Commenting on the year’s performance, Sidd Mahajan, Founder and Managing Director of Tulip Real Estate, said:
“Crossing £100 million in transactions for the second time reflects the strength of our execution capabilities and our conviction in London’s long-term fundamentals. Our focus remains on acquiring high-quality assets, partnering with best-in-class operators and advisors, and building a resilient portfolio across both real estate and hospitality.”
One of the key transactions during the year was the acquisition of 24 residential apartments at Landmark Pinnacle. The tower is located in Canary Wharf and is currently Europe’s tallest residential building.
The development benefits from proximity to major commercial and infrastructure hubs. These include JPMorgan Chase’s upcoming European headquarters, HSBC’s global offices, Canary Wharf Underground Station, and the Elizabeth Line. As a result, residents gain fast connectivity to the City, West End, and Heathrow.
Landmark Pinnacle sits at the centre of one of the world’s most established financial districts. The area continues to attract multinational corporations and global capital, supporting long-term residential demand.

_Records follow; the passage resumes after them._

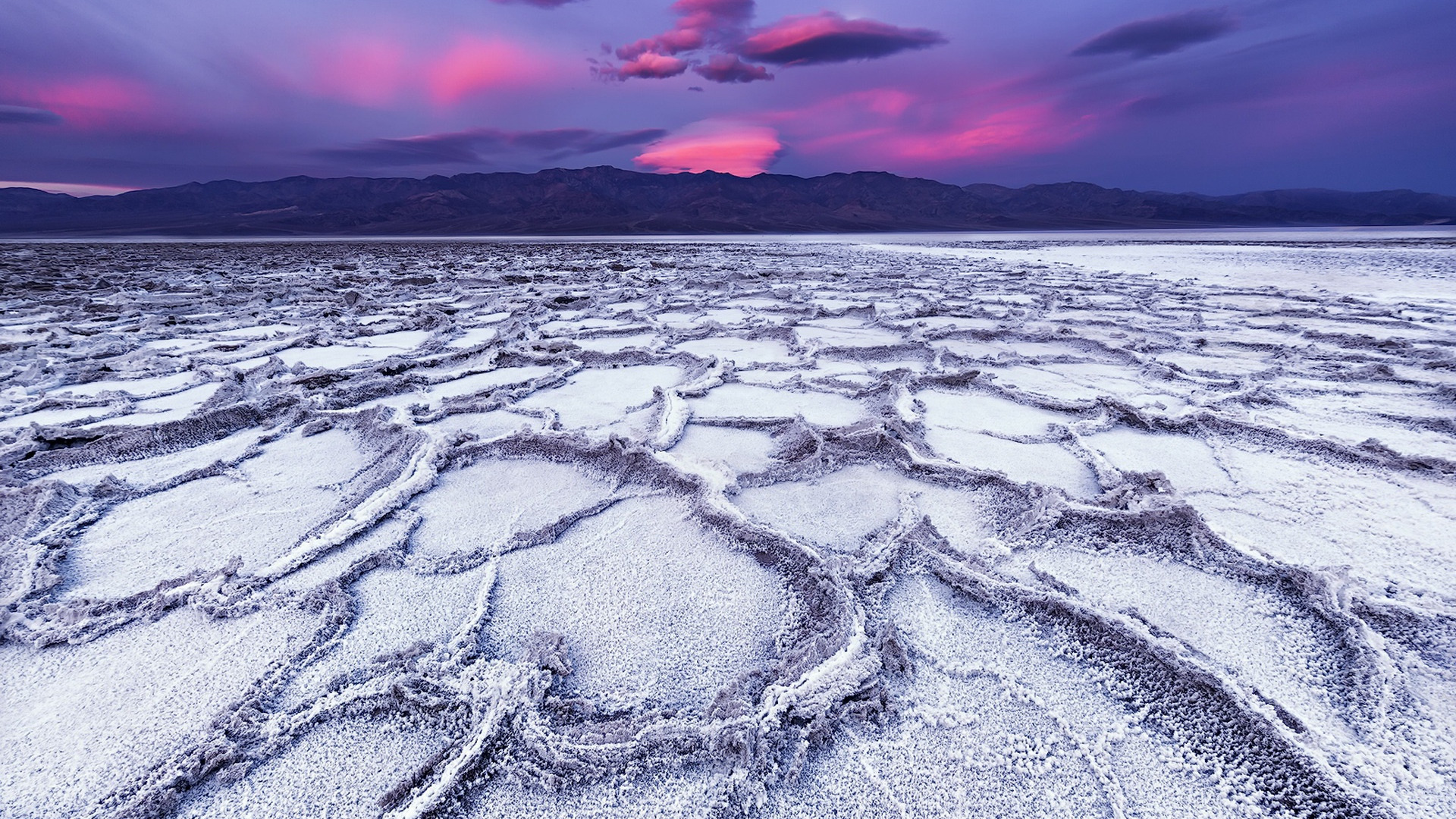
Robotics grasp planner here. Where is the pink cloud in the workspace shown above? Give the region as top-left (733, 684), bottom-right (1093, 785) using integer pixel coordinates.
top-left (309, 33), bottom-right (410, 108)
top-left (0, 76), bottom-right (162, 130)
top-left (595, 51), bottom-right (687, 80)
top-left (617, 0), bottom-right (753, 60)
top-left (883, 103), bottom-right (1097, 163)
top-left (293, 33), bottom-right (550, 108)
top-left (427, 38), bottom-right (549, 105)
top-left (758, 87), bottom-right (1116, 174)
top-left (633, 122), bottom-right (783, 177)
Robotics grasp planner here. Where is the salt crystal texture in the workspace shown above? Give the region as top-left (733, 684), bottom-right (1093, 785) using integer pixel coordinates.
top-left (0, 231), bottom-right (1456, 819)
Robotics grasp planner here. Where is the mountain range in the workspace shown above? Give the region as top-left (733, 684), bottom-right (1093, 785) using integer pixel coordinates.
top-left (0, 166), bottom-right (1456, 236)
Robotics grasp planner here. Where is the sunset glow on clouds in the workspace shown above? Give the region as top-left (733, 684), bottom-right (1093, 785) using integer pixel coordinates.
top-left (0, 0), bottom-right (1456, 193)
top-left (300, 33), bottom-right (556, 108)
top-left (632, 122), bottom-right (783, 177)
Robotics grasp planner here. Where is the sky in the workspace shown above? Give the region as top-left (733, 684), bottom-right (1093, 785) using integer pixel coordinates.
top-left (0, 0), bottom-right (1456, 196)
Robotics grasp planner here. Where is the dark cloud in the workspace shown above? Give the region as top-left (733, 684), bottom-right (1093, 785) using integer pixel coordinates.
top-left (693, 54), bottom-right (774, 81)
top-left (592, 51), bottom-right (689, 80)
top-left (605, 0), bottom-right (945, 83)
top-left (738, 11), bottom-right (945, 65)
top-left (316, 128), bottom-right (667, 166)
top-left (1072, 9), bottom-right (1239, 60)
top-left (617, 0), bottom-right (753, 60)
top-left (0, 105), bottom-right (61, 125)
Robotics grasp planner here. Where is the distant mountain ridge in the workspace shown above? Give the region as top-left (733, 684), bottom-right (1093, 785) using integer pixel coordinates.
top-left (0, 166), bottom-right (1456, 236)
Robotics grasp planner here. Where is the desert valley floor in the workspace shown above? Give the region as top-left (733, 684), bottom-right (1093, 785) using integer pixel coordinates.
top-left (0, 232), bottom-right (1456, 819)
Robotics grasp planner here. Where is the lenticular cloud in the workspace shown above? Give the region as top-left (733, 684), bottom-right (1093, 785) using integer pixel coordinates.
top-left (0, 231), bottom-right (1456, 819)
top-left (633, 121), bottom-right (783, 177)
top-left (595, 0), bottom-right (945, 83)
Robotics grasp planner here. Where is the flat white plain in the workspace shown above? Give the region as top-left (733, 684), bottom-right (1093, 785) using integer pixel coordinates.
top-left (0, 232), bottom-right (1456, 819)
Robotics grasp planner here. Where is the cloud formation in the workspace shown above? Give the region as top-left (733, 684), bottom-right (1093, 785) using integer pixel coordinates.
top-left (294, 32), bottom-right (554, 108)
top-left (632, 121), bottom-right (783, 177)
top-left (592, 0), bottom-right (945, 83)
top-left (316, 128), bottom-right (667, 168)
top-left (738, 11), bottom-right (945, 65)
top-left (0, 105), bottom-right (63, 125)
top-left (693, 54), bottom-right (774, 83)
top-left (616, 0), bottom-right (753, 60)
top-left (602, 51), bottom-right (687, 80)
top-left (1072, 9), bottom-right (1239, 60)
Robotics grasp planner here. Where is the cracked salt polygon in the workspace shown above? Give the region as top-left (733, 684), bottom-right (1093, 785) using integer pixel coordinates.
top-left (63, 430), bottom-right (367, 598)
top-left (671, 424), bottom-right (776, 475)
top-left (689, 383), bottom-right (864, 427)
top-left (410, 460), bottom-right (613, 558)
top-left (488, 497), bottom-right (783, 710)
top-left (734, 466), bottom-right (913, 552)
top-left (176, 717), bottom-right (450, 819)
top-left (0, 607), bottom-right (316, 816)
top-left (516, 364), bottom-right (682, 428)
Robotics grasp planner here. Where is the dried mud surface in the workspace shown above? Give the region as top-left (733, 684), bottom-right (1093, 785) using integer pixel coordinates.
top-left (0, 232), bottom-right (1456, 819)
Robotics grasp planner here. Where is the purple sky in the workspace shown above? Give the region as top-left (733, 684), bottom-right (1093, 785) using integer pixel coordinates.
top-left (0, 0), bottom-right (1456, 194)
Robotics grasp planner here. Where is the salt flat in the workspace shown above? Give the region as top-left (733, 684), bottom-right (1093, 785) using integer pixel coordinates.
top-left (0, 231), bottom-right (1456, 819)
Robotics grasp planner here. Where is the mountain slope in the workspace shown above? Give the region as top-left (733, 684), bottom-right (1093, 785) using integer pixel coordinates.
top-left (0, 166), bottom-right (1456, 236)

Tulip Real Estate also completed the acquisition of KOA House at Battersea Power Station. The property is located on Electric Boulevard, within one of London’s most prominent regeneration zones.
Battersea Power Station is widely recognised as a landmark redevelopment project. The area combines heritage architecture with modern commercial, retail, and residential uses.

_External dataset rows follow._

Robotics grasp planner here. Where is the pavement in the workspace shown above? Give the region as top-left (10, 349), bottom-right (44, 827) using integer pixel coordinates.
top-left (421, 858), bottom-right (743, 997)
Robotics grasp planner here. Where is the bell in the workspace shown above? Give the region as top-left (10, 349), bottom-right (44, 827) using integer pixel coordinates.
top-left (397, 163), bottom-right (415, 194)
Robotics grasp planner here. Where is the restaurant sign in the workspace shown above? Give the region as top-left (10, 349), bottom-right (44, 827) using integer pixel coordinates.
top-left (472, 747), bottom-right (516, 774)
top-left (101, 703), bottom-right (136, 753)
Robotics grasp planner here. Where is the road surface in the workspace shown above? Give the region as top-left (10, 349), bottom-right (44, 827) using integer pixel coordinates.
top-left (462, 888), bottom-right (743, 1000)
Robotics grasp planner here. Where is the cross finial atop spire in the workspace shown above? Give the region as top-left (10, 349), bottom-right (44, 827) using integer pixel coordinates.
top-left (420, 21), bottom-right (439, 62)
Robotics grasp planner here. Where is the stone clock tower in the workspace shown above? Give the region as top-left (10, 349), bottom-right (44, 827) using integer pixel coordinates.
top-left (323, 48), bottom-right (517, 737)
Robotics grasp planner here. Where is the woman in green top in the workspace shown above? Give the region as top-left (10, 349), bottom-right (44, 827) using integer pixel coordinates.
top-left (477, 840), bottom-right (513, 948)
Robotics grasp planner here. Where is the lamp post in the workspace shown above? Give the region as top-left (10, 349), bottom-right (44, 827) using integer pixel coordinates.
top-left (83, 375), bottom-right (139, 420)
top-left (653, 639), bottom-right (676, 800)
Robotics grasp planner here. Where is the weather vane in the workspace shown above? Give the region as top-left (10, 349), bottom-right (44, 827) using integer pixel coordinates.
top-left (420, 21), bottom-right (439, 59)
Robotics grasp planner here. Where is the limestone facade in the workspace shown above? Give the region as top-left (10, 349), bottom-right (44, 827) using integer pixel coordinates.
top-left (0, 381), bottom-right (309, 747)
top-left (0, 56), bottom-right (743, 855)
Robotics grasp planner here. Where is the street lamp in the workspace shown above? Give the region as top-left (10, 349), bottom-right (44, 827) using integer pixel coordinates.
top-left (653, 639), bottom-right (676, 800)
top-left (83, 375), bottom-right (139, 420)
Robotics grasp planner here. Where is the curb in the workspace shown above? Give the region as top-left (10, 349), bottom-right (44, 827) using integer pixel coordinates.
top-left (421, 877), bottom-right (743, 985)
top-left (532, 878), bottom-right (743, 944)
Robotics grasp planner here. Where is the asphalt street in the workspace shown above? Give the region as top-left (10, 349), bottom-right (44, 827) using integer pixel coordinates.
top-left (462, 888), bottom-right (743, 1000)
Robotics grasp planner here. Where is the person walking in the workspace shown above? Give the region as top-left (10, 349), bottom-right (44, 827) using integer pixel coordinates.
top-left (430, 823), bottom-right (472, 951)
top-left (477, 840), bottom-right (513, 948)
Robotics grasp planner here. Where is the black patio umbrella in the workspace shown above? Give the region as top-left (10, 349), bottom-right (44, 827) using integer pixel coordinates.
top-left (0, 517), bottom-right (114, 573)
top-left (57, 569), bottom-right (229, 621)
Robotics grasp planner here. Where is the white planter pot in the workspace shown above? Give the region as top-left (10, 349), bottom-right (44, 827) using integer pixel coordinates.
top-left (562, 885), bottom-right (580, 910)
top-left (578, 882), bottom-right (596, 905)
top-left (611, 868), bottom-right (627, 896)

The property is adjacent to the Grade II-listed Battersea Power Station, Apple’s UK headquarters, the Battersea Power Station Underground Station (Zone 1), and the Thames riverside promenade. Today, the district functions as a major lifestyle and leisure destination.
Following completion, JLL has taken responsibility for rental and asset management. This aligns with Tulip Real Estate’s focus on institutional-grade operations.
In Central London, the firm completed the exchange and acquisition of a residential property on New Kent Road.
The location benefits from proximity to Borough Market, The Shard, London Bridge, and the Elephant & Castle transport interchange. Together, these factors offer strong connectivity across Central and South London.
Tulip Real Estate also advanced the acquisition of a 45-apartment residential block in Elephant & Castle.
The district is undergoing active regeneration and sits close to King’s College London, the Imperial War Museum, and the South Bank cultural corridor. Extensive Underground and National Rail connections continue to position the area as a residential hub for professionals and students.
Beyond residential assets, 2025 marked an active year for Tulip Real Estate’s hospitality portfolio.
The firm acquired two Hilton-branded hotels within the same year. These include Hilton Syon Park, located near Syon House and Kew Gardens, and DoubleTree by Hilton Swindon. Together, the acquisitions expand the firm’s presence across key UK leisure and business travel corridors.
Founded in 2011, Tulip Real Estate is a London-based real estate investment and asset management firm. The company focuses on residential, mixed-use, and hospitality assets across the United Kingdom.
Its investment strategy is research-driven and disciplined, with an emphasis on well-located properties, operational efficiency, and long-term value creation.